Hormone or endocrine disruptors are compounds that have impacts on endocrine systems of humans and wildlife. Through intake, accumulation and other ways, they play similar roles that natural hormones play in organisms. Even small amounts, they disrupt organisms' endocrine system and cause various anomalies. Therefore, risks of endocrine disruptors in environmental samples deserve attention. At present, researches on endocrine disruptors focus on estrogenic compounds. For androgenic compounds, studies are relatively fewer. Androgenic compounds may interfere at lower concentrations endocrine regulation of normal biological processes and have adverse effects on development and reproductive functions.
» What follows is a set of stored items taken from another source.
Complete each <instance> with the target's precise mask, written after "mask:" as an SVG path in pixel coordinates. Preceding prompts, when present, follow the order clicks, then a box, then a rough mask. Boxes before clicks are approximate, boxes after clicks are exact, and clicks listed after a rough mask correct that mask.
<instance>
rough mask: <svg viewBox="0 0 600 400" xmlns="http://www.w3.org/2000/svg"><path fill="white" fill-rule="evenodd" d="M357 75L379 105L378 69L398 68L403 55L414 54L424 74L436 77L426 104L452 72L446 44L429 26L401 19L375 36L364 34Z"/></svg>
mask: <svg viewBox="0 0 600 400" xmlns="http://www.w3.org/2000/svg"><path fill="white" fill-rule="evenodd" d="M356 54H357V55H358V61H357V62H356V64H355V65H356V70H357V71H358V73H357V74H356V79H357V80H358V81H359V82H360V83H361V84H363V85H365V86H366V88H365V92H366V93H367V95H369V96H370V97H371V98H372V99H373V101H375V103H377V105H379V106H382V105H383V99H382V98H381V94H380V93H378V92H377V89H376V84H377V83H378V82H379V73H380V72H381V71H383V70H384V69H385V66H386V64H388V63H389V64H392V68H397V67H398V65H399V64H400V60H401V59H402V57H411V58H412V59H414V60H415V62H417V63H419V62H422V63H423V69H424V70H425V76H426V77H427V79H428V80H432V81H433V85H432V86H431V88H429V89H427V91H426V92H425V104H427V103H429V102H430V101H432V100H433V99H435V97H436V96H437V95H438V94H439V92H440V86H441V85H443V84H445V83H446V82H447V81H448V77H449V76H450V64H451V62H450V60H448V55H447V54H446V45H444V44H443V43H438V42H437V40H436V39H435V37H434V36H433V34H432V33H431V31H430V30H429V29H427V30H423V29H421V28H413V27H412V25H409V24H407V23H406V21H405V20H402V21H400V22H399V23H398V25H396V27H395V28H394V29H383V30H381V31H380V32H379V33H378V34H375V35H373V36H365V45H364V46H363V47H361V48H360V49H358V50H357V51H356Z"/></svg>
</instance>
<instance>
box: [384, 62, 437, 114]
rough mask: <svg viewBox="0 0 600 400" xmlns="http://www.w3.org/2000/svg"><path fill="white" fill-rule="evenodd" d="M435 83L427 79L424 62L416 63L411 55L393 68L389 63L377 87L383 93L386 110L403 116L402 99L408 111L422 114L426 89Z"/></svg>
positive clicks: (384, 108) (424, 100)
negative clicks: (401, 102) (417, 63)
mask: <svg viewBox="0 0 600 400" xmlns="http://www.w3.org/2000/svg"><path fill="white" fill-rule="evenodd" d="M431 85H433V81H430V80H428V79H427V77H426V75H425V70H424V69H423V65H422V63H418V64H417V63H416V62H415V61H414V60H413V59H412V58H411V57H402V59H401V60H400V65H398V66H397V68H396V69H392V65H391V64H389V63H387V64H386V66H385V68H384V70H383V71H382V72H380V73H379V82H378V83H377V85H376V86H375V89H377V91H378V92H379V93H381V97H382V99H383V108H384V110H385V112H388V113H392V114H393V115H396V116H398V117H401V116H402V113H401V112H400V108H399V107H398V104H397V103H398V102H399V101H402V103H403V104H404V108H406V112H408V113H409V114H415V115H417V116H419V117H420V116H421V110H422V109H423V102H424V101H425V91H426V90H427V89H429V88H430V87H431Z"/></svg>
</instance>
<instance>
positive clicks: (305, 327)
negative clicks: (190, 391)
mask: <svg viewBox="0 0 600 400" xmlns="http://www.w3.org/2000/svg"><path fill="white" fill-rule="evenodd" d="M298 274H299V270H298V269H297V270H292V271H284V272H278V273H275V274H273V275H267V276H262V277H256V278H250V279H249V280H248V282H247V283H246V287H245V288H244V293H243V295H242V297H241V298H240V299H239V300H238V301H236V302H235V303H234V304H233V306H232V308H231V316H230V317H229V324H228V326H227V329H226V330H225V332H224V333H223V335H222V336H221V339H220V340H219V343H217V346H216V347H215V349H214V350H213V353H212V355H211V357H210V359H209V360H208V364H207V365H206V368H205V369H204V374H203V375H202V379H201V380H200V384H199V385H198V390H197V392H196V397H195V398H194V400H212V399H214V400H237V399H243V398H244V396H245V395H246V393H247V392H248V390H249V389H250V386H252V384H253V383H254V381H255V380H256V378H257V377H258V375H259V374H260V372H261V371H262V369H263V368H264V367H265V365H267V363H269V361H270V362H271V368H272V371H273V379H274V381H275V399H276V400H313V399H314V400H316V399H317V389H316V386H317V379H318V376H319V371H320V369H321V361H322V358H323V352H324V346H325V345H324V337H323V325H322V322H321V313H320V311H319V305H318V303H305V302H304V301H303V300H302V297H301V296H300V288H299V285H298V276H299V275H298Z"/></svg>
Currently, a lot of studies have shown that androgenic activity is widely detectable in environmental samples especially in Europe and U. S.
Since a wide variety of contaminants exist in environmental samples, with complex intermediate products and by-products, how to identify main toxic substances in complex environmental samples effectively is extremely important.
It has not been reported that major androgen disruptors may be identified and analyzed by the combination of bioassays, instrumental analysis and toxicity simulation. The proposed disclosure implements androgenic effect-directed identification using solid phase extraction for concentration, preparative chromatography or gel exclusion chromatography sequentially for fractionation, utilizing protective liquid to optimize high throughput fractionation, combining targeted and non-targeted approaches to achieve high resolution mass spectrometry analysis, molecular simulation for toxicant screening, and to enable identification of androgen disruptors in complex environmental samples.